Une consommation modérée d’alcool peut:

  • Augmentez le «bon» cholestérol HDL dans votre circulation sanguine (41).
  • Diminution de la pression artérielle, facteur de risque majeur de maladie cardiaque (42).
  • Abaissez votre concentration sanguine de fibrinogène, une substance qui contribue à la formation de caillots sanguins (43).
  • Réduisez le risque de diabète, un autre facteur de risque majeur de maladie cardiaque (44).
  • Réduisez temporairement le stress et l’anxiété (41, 45).

Résumé Une consommation modérée d’alcool peut réduire votre risque de maladie cardiaque, mais une consommation excessive d’alcool peut l’augmenter.

Diabète de type 2

Le diabète de type 2 affecte environ 8% de la population mondiale (46).

Caractérisé par un taux de sucre dans le sang anormalement élevé, le diabète de type 2 est dû à une diminution de l’absorption de glucose, ou sucre dans le sang, par vos cellules – un phénomène connu sous le nom de résistance à l’insuline.

La consommation modérée d’alcool semble réduire la résistance à l’insuline et combattre les principaux symptômes du diabète (47, 48, 49, 50).

En conséquence, boire de l’alcool pendant les repas peut réduire de 16 à 37% l’augmentation de la glycémie de plus que l’eau.
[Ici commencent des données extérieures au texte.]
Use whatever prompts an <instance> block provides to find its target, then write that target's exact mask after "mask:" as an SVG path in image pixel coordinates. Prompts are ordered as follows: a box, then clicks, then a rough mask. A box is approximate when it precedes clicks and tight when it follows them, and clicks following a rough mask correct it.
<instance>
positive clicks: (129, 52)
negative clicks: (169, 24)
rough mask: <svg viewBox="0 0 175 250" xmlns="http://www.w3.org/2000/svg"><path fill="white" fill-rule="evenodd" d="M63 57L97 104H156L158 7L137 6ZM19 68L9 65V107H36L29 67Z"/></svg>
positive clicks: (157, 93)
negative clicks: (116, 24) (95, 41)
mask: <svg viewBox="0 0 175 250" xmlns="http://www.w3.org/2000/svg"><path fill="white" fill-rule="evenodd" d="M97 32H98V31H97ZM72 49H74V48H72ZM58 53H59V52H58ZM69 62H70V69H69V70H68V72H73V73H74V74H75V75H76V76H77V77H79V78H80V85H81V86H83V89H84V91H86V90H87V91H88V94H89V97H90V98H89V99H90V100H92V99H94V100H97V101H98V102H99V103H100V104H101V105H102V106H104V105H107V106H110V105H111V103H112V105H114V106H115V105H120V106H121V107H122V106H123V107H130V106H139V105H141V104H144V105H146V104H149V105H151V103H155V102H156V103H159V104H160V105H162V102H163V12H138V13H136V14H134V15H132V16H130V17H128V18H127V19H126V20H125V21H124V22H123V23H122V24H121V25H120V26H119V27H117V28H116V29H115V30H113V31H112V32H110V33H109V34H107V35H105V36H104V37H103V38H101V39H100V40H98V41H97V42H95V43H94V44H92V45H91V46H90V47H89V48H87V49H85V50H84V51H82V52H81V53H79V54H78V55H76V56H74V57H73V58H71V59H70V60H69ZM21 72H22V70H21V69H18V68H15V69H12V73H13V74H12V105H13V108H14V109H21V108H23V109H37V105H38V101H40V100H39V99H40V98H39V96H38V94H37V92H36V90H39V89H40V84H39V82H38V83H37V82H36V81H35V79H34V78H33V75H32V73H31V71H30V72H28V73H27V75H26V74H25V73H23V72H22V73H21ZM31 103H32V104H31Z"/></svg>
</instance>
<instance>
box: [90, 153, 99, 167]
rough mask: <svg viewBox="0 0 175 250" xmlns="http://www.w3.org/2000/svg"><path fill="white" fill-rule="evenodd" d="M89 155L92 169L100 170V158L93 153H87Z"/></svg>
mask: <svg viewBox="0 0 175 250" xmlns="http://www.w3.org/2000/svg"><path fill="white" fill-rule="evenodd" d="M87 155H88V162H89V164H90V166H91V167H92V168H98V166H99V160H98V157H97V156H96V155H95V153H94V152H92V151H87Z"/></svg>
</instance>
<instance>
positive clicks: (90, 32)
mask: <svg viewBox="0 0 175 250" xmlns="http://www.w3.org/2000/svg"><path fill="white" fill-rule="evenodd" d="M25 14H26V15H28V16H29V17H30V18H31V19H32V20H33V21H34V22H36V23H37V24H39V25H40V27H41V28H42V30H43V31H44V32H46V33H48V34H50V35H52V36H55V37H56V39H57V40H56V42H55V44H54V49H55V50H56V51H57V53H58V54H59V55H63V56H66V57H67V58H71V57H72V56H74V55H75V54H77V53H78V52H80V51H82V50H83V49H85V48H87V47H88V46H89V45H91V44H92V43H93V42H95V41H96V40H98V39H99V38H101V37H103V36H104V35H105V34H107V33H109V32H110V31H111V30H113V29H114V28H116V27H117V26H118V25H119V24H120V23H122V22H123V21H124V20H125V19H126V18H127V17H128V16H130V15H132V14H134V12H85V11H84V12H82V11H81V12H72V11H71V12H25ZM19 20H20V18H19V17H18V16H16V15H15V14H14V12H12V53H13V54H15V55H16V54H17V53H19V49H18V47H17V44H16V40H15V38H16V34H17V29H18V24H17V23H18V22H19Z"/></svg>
La glycémie entre les repas – appelée glycémie à jeun – peut également baisser (51, 52).

En fait, votre risque global de diabète a tendance à diminuer avec une consommation modérée d’alcool. Cependant, lorsqu’il s’agit de consommation excessive d’alcool et de consommation occasionnelle excessive d’alcool, votre risque augmente (53, 54, 55, 56).

Résumé Une consommation modérée d’alcool peut réduire les symptômes du diabète de type 2 en augmentant l’absorption de sucre dans le sang par vos cellules.

Cancer

Le cancer est une maladie grave causée par une croissance anormale des cellules.
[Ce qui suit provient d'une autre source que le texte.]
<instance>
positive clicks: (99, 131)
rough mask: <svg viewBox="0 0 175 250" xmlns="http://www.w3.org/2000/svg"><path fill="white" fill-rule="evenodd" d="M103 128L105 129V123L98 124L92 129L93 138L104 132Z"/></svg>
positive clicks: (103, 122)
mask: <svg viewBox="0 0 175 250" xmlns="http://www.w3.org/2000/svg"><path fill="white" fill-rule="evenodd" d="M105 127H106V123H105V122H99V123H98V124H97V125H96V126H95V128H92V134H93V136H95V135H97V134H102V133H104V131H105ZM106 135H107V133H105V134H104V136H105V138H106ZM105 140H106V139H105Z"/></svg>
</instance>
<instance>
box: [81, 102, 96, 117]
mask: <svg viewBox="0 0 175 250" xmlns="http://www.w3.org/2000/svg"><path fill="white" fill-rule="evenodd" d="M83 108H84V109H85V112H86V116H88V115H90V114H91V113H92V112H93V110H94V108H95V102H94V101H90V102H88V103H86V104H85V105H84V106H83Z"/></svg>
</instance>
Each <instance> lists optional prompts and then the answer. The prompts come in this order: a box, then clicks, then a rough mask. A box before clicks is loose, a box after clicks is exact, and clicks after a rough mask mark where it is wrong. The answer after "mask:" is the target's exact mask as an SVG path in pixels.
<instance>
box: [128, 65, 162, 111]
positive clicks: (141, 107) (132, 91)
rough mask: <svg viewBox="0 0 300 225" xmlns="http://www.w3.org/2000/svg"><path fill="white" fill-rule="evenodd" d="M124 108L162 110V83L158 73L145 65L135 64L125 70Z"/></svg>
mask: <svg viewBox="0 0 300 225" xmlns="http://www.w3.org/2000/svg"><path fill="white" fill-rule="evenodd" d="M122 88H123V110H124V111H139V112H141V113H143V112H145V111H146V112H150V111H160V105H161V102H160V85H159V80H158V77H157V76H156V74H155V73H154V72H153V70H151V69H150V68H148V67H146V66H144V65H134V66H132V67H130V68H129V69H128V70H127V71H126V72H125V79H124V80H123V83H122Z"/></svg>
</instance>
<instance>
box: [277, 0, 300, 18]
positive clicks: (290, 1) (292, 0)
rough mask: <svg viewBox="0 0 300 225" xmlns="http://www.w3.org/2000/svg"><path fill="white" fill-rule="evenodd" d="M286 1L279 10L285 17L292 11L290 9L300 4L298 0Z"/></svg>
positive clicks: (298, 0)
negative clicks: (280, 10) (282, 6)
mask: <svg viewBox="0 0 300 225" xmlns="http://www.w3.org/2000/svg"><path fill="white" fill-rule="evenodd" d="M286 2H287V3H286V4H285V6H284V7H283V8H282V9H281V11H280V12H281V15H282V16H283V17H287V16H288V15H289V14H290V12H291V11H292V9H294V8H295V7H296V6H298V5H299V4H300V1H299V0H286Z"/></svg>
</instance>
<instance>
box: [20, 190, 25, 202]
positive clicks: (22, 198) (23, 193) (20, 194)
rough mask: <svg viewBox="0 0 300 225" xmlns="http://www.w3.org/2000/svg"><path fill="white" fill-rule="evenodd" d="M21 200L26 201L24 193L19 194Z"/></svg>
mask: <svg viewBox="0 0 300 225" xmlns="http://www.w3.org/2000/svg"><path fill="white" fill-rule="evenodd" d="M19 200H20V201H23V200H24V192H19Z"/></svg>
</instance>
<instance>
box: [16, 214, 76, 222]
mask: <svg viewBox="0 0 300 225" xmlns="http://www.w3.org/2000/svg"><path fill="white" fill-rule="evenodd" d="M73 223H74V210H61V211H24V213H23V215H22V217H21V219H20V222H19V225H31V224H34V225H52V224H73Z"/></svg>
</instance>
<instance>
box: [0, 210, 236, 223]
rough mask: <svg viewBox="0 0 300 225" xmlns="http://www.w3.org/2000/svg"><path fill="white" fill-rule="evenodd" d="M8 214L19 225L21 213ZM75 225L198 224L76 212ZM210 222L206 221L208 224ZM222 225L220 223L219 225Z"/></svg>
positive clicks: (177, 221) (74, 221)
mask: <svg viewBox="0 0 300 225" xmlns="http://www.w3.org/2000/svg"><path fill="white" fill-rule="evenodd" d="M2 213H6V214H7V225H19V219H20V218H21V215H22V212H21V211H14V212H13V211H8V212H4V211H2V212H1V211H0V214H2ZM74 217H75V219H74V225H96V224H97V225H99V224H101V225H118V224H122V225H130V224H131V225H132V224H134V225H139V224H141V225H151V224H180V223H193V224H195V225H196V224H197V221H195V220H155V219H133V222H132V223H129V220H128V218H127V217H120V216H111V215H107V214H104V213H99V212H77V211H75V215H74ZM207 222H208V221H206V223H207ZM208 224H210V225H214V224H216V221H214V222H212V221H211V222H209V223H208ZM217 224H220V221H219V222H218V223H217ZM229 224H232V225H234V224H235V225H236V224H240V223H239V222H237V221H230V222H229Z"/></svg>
La consommation d’alcool est un facteur de risque de cancer de la bouche, de la gorge, du côlon, du sein et du foie (57, 58, 59).

Les cellules qui tapissent votre bouche et votre gorge sont particulièrement vulnérables aux effets nocifs de l’alcool.
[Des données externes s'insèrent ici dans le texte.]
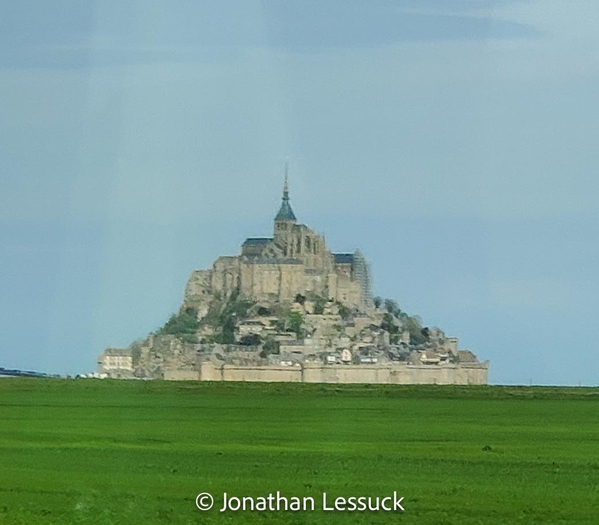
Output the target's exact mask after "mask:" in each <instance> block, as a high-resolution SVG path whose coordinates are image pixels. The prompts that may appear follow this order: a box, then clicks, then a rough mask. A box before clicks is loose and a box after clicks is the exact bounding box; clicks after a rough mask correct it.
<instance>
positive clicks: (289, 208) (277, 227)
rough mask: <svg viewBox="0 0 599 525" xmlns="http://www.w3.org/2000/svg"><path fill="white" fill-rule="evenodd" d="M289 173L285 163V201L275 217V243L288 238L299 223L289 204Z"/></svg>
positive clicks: (284, 197) (283, 193)
mask: <svg viewBox="0 0 599 525" xmlns="http://www.w3.org/2000/svg"><path fill="white" fill-rule="evenodd" d="M288 172H289V165H288V163H285V184H284V185H283V199H282V202H281V208H280V209H279V213H277V216H276V217H275V232H274V237H275V241H277V240H278V239H280V238H281V236H286V234H287V233H289V232H290V231H291V228H292V227H293V225H294V224H295V223H296V222H297V219H296V218H295V213H293V210H292V209H291V205H290V204H289V185H288V182H287V177H288Z"/></svg>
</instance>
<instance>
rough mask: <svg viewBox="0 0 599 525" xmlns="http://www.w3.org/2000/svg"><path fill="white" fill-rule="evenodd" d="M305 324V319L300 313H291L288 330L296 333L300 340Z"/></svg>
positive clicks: (288, 324)
mask: <svg viewBox="0 0 599 525" xmlns="http://www.w3.org/2000/svg"><path fill="white" fill-rule="evenodd" d="M303 324H304V318H303V317H302V315H301V314H300V313H299V312H291V313H290V314H289V315H288V316H287V329H288V330H289V331H290V332H295V335H296V336H297V338H298V339H299V338H300V337H301V335H302V325H303Z"/></svg>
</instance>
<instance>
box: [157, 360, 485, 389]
mask: <svg viewBox="0 0 599 525" xmlns="http://www.w3.org/2000/svg"><path fill="white" fill-rule="evenodd" d="M183 374H184V375H185V377H183V376H181V377H178V375H177V374H173V375H172V376H171V377H167V378H166V379H196V380H200V381H258V382H260V381H263V382H284V381H291V382H295V383H378V384H394V385H410V384H426V385H431V384H436V385H486V384H487V382H488V381H487V380H488V374H489V363H488V362H485V363H473V364H459V365H453V366H442V367H441V366H429V365H424V366H413V365H387V366H377V365H352V366H347V365H316V364H307V365H304V366H251V367H248V366H234V365H215V364H214V363H212V362H210V361H206V362H203V363H199V366H198V370H197V371H194V372H191V371H185V372H183ZM194 374H195V377H194Z"/></svg>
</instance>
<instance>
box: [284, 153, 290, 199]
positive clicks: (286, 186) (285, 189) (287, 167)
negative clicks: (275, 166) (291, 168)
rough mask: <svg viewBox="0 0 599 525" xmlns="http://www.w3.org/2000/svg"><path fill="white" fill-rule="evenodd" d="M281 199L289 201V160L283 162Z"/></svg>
mask: <svg viewBox="0 0 599 525" xmlns="http://www.w3.org/2000/svg"><path fill="white" fill-rule="evenodd" d="M283 199H284V200H289V159H286V160H285V184H283Z"/></svg>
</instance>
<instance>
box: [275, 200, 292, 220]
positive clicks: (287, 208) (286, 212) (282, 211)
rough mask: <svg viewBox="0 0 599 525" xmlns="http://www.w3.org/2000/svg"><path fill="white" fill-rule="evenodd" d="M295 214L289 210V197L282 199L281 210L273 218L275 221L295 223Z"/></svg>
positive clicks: (290, 205)
mask: <svg viewBox="0 0 599 525" xmlns="http://www.w3.org/2000/svg"><path fill="white" fill-rule="evenodd" d="M296 220H297V219H296V218H295V213H293V210H292V209H291V205H290V204H289V197H283V202H282V203H281V209H280V210H279V213H277V216H276V217H275V221H296Z"/></svg>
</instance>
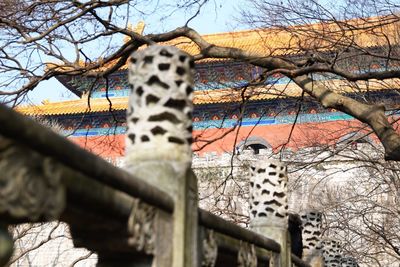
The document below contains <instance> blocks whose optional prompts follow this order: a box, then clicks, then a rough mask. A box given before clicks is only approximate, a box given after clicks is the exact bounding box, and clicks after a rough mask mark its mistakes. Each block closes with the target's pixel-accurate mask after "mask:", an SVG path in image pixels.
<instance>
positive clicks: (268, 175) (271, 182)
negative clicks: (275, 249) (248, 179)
mask: <svg viewBox="0 0 400 267" xmlns="http://www.w3.org/2000/svg"><path fill="white" fill-rule="evenodd" d="M250 169H251V170H250V172H251V177H250V203H249V204H250V227H251V228H252V230H254V231H255V232H257V233H259V234H262V235H264V236H266V237H268V238H270V239H273V240H275V241H276V242H278V243H279V244H280V246H281V253H280V256H279V259H272V262H271V264H270V265H271V266H291V250H290V241H289V232H288V200H287V170H286V166H285V165H284V164H283V163H282V162H280V161H277V160H262V161H254V162H251V165H250ZM274 261H275V262H274Z"/></svg>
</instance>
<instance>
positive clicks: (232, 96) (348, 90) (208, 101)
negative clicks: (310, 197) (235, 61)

Même une consommation légère d’alcool – jusqu’à un verre par jour – est liée à une augmentation de 20% du risque de cancer de la bouche et de la gorge (59, 60).

Votre risque augmente plus vous consommez. Plus de quatre verres par jour semblent multiplier par cinq le risque de cancer de la bouche et de la gorge, ainsi que le risque de cancer du sein, du côlon et du foie (58, 59, 61, 62).

Résumé La consommation d’alcool peut augmenter le risque de certains cancers, notamment les cancers de la bouche et de la gorge.